Jamal Khashoggi: Das letzte Opfer des Arabischen Frühlings?

Jamal Khashoggi: Das letzte Opfer des Arabischen Frühlings?
Quelle: Alfagih, ar.wikipedia, GFDL

„Prosaudische Stimmen wehren sich gegen die Anschuldigung, der bekannte Journalist und ehemalige Insider Jamal Khashoggi sei im saudischen Konsulat in Istanbul ermordet worden. Die von den Mainstreammedien aufgegriffenen Informationen seien manipuliert worden oder beruhten auf unzuverlässigen Quellen. Westliche Journalisten, die zum Teil über Einfluss über die Medien hinaus verfügen, haben Washington unterdessen gedrängt, mehr zu unternehmen, um den vermissten Journalisten ausfindig zu machen. Der türkische Präsident Recep Tayyip Erdogan hat erklärt, er folge den Ermittlungen aufmerksam und werde die Welt benachrichtigen, sobald es Neuigkeiten gebe. Bei der Affäre geht es um weit mehr als das tragische Schicksal eines vermissten Journalisten, der einst ein Berater der saudischen Führung und bahnbrechender Kommentator im Nahen Osten war. Zwei der wichtigsten Staaten und Wirtschaftsmächte in der Region, Saudi-Arabien und die Türkei, sind sich seit einigen Jahren über ihr politisches Vorgehen in der Region uneins und diese Affäre könnte die Meinungsverschiedenheiten zwischen ihnen weiter vertiefen. (…)

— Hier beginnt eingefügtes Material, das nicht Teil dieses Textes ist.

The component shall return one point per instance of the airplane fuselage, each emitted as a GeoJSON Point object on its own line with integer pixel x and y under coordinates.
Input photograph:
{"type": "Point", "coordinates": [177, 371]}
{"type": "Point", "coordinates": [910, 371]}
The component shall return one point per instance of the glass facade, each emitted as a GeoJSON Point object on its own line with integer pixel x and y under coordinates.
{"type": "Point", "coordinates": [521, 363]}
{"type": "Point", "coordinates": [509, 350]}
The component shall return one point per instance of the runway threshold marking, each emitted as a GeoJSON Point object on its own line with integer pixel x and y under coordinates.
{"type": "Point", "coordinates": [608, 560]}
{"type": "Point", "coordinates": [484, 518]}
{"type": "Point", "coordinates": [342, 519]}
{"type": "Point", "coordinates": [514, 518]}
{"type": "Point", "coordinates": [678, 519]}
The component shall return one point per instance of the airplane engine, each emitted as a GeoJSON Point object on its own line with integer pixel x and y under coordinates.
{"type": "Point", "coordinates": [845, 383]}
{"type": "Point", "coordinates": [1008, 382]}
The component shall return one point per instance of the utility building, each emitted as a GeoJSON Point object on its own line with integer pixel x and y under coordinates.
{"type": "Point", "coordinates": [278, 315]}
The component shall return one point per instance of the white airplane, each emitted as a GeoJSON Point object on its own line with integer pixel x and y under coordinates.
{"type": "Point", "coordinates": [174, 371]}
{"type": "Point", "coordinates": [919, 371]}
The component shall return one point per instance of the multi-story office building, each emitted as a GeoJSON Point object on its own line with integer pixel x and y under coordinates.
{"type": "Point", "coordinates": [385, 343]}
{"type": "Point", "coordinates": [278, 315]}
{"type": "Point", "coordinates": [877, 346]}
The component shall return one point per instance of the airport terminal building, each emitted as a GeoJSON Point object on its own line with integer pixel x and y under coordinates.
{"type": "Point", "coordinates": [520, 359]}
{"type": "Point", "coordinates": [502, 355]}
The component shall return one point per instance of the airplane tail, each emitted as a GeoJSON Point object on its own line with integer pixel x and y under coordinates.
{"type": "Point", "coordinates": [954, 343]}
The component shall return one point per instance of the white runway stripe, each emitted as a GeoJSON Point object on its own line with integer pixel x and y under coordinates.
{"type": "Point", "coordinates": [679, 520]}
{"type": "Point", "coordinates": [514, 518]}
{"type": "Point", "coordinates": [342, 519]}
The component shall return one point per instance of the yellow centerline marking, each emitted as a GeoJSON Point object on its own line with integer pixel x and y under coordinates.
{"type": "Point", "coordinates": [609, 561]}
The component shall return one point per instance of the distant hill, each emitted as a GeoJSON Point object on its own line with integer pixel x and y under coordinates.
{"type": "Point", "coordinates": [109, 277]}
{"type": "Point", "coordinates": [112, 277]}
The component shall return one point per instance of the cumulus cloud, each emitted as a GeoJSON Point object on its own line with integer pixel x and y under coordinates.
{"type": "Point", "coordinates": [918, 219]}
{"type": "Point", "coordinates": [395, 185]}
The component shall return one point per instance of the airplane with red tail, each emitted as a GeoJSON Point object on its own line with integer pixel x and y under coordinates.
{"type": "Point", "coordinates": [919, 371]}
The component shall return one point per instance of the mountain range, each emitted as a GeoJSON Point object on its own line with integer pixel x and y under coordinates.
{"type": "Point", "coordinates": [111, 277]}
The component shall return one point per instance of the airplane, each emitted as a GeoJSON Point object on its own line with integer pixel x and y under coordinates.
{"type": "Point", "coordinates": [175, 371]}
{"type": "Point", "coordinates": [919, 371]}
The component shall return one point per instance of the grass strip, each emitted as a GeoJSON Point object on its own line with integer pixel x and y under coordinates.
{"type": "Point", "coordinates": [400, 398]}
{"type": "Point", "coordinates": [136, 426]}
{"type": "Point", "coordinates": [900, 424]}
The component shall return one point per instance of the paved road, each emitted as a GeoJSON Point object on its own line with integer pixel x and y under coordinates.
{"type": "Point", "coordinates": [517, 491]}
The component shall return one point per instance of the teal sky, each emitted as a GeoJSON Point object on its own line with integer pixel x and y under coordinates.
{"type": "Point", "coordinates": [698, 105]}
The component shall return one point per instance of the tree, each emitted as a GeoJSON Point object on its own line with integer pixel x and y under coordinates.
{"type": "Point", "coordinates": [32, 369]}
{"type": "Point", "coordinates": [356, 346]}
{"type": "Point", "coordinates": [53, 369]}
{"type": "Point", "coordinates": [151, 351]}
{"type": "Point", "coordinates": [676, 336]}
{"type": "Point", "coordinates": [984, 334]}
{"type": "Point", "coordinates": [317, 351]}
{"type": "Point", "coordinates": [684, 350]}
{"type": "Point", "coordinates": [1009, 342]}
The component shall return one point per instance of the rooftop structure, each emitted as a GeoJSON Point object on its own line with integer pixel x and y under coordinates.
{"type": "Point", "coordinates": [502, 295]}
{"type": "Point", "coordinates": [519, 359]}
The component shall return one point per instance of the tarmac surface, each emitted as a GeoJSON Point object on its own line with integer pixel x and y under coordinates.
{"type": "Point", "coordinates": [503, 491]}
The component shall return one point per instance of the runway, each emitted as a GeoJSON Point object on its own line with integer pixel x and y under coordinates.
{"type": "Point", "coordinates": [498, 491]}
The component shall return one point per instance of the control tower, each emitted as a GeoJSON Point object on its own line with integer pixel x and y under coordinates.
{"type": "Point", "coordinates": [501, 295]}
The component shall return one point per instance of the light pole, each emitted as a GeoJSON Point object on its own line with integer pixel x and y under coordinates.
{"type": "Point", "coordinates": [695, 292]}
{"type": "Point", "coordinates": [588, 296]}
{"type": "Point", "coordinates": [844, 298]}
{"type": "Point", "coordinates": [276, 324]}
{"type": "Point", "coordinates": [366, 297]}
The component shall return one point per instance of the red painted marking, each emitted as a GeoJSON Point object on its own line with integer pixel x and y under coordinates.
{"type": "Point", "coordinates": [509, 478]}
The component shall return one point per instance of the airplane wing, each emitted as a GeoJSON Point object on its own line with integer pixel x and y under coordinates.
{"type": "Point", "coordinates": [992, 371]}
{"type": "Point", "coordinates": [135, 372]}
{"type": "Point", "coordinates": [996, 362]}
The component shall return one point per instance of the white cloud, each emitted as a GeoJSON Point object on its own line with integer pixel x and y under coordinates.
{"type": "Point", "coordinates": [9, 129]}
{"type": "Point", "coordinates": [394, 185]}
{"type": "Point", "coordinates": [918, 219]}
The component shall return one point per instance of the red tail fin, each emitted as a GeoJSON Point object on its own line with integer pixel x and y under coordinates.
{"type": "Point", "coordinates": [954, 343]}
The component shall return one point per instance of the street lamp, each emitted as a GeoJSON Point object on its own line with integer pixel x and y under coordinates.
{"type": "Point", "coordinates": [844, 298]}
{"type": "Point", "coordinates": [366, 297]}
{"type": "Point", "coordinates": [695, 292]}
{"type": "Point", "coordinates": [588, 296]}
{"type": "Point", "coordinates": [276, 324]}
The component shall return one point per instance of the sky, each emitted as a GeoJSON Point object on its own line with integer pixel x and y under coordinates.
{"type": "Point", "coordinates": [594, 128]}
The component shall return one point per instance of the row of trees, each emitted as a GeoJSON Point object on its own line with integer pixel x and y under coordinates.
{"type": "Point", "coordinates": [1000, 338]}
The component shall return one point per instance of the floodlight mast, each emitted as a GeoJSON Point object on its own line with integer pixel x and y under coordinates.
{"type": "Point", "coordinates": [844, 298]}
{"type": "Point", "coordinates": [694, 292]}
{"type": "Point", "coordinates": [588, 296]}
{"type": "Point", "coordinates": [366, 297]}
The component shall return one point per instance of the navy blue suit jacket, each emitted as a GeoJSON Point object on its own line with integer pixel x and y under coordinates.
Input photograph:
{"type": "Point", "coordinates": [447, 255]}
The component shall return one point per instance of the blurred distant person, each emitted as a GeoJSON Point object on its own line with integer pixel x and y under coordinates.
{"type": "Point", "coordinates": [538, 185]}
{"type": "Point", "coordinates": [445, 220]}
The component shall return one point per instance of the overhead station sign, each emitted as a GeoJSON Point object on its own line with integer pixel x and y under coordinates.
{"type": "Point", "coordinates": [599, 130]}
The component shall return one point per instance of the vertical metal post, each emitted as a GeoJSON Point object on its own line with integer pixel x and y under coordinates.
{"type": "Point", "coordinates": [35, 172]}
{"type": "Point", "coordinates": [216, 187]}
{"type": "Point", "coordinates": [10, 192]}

Das Königreich befindet sich im Erklärungszwang, seit der Verdacht, es sei etwas Unlauteres vorgefallen, am 3. Oktober laut wurde. Am Wochenende tauchten Meldungen auf, denen zufolge die Polizei annehme, der Journalist sei getötet worden. Dagegen behauptete der saudische Fernsehsender Al-Arabiya, diese Anschuldigungen seien von Katar und der Muslimbruderschaft in die Welt gesetzt worden. In einem am Montag veröffentlichten Bericht hieß es, dass ‚eine in London ansässige, mit der Muslimbruderschaft affiliierte  Nachrichtenwebseite behauptet, Khashoggi sei im saudischen Konsulat gefoltert worden’. Es wurden Screenshots präsentiert, die anzeigten, dass der katarische Sender Al-Jazeera einen Tweet mit dieser reißerischen Behauptung gelöscht hatte. Der englischsprachige Dienst von Al-Jazeera habe zudem seine Überschrift verändert. Aus: ‚Die Türkei behandelt Khashoggis Verschwinden als Mordfall‘ sei : ‚Türkischer Präsident äußert sich zu Khashoggis Verschwinden: Bestürzend, dass dies in der Türkei geschieht‘ geworden. Im Zwischentitel habe es geheißen, man sei ‚hoffnungsvoll‘, dass der Journalist noch lebe. Wenn man noch hoffe, dass er am Leben sei, wie könne es sich dann um einen Mordfall handeln? (…) Der Widerspruch, dass man zugleich hoffe, dass Khashoggi noch lebe, und dennoch behaupte, er sei getötet worden, finde sich auch in westlichen Berichten über den Vorgang. Westliche Medien hätten zunächst berichtet, die türkische Polizei gehe davon aus, der Journalist sei getötet worden, doch dann schienen Bemerkungen aus Ankara darauf hinzudeuten, dass man sich dessen nicht so sicher sei. Bis Montag hätten die angeblich vorhandenen Videos und anderen Belege keine weiteren Beweise erbracht. (…)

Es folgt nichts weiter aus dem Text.